Einmal stand ich versonnen in meiner nicht allzu ordentlichen Küche und mein Gehirn dachte ins Unreine: “Du könntest die Küche auch mal wieder defragmentieren”. Der Gedanke hatte etwas. Daraus wurde eine SF-Kurzgeschichte über einen Kerl namens StingRay, der digitalisiert im NET lebt und eines Tages seine Wohnung defragmentiert, während sich noch ein lästiger Werbe-Daemon darin befindet.

Eines Nachts wurde ich schlagenden Herzens wach und hatte noch ein Traumbild vor Augen von Personen, die mittels einer technischen Einrichtung starr wie Skulpturen in einem Museum ausgestellt wurden.

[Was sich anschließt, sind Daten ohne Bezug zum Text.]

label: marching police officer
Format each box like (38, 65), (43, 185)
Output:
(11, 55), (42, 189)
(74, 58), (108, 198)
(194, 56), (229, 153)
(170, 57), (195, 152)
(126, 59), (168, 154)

Daraus wurde das “Museum des Verbrechens”, in dem Täter so lange in Stasis gehalten werden, bis die Museumsbesucher das Interesse an ihnen bzw. ihrer Tat verlieren – was sehr lange sein kann – je nachdem, was sie angestellt haben.

Einmal war ich im Traum in einer Kopie meiner Heimatstadt unterwegs, sie war aber nur fragmentarisch erstellt worden. So stand in jedem Raum jedes Hauses nur ein Möbelstück stellvertretend für den Raum, also z.B. in Küchen ein Kühlschrank. Im Haus meiner Tante, welches ich nach ihrem Tod nicht mehr betreten habe, da es verkauft wurde, bewunderte ich das Bleiglas im Treppenhaus, mir vertraut seit frühester Kindheit. Es war eine wilde Mischung aus Wehmut und einem Gefühl des Unwirklichen. Im ansonsten leeren, antiken Bauknecht-Kühlschrank fanden sich im oberen Fach drei mit Alufolie abgedeckte Teller. Sie enthielten klaren Rotz, was ich im Traum ironisch eine „Willkommensmahlzeit“ nannte.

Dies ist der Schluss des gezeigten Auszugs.